In the meantime, the FCU is urging business owners not to rely on counterfeit detection pens for spotting forged Cayman Islands banknotes – new or old. One quick and discreet way to check if a note is genuine is to keep a wet sponge handy and discreetly rub your wet fingers on the note. If the ink smudges then the note is forged, the FCU stated.

“People should look at the notes more critically and be aware of other security features, including the turtle and letters ‘CIMA’ which appear as watermarks,” said Detective Sgt. Michael Montaque. "The current forged notes in circulation do have the metallic strip which makes the notes appear genuine, further reinforcing a thorough review of suspicious notes.”

With the new notes about to come into circulation CIMA and the Chamber of Commerce have partnered to provide free information sessions and training for retailers on the island on Monday, 28 March, and Wednesday, 30 March. Entitled "Know Your Money", each session is two and a half hours and will be offered twice daily – a morning session will run from 9:30 am – 12:00 noon, and afternoon session from 1:30 pm – 4:00 pm. All sessions will take place at the Chamber of Commerce & Visitors Centre, Governors Square.

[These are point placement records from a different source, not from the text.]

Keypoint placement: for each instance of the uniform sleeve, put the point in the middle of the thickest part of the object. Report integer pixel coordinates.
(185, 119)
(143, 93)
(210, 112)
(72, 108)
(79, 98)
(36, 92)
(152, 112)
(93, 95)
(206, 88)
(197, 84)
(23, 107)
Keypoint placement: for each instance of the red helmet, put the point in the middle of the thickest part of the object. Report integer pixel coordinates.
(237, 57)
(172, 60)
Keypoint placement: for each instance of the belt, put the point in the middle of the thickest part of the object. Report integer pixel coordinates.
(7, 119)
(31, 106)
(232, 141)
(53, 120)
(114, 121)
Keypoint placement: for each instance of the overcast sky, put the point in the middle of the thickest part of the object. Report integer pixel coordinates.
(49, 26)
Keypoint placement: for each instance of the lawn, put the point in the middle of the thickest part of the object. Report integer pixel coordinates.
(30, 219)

Print Friendly, PDF & Email

Category: Local News

Comments (4)

Trackback URL | Comments RSS Feed

  1. noname says:

    Yeah, but do they know how many brother Ellio has?

  2. Anon says:

    Didn’t CIMA say that if anyone brought in fake notes that they had found that they wouldn’tbe reimbursed? This means that if people find one, they aren’t going to turn it in. They are going to pass it just like it was passed to them.

    • Anonymous says:

      Exactly right. Noone wants to end up holding the baby, so they are not going to report it if they cannot be reimbursed for it. You’re going to pass on the note. If you got the note in change legitamately, why should you suffer for it? Not everyone can be out of pocket by $50 or more.

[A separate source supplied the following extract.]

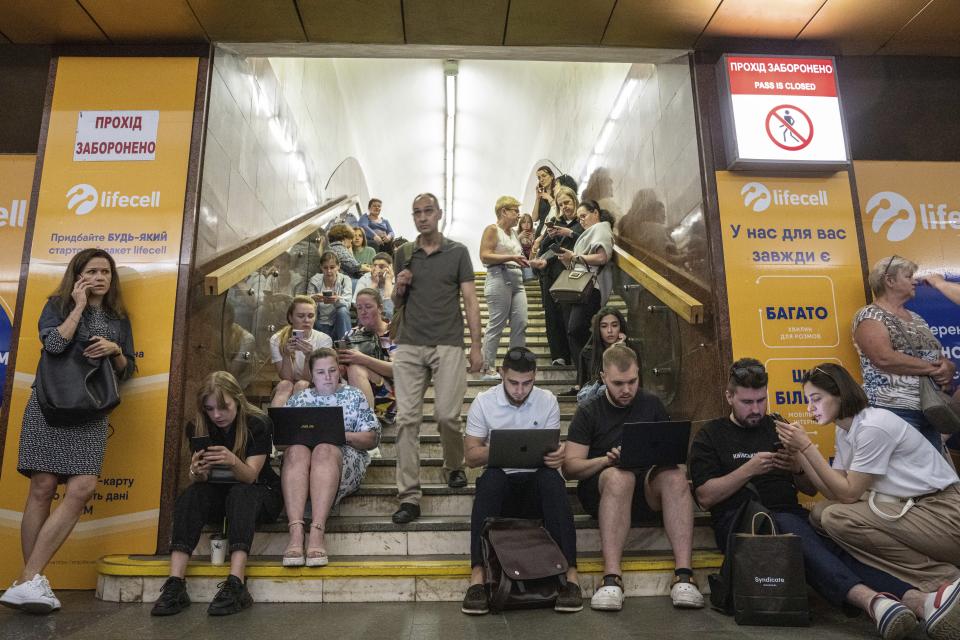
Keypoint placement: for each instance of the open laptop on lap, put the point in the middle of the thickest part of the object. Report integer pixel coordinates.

      Silly policy by CIMA means less reporting of the crime and more intent on passing the buck…literally…to the next person.

      • Truthseeker says:

        Whereas I sympathise with someone left "holding the bag" with a countrfeit note, the alternative is an easy way for the criminals to exchange their fraudulent goods for legitimate ones. If you think this is a stupid Cayman policy, would you kindly inform me of any country in the world where citizens can exchange counterfeit notes for real money?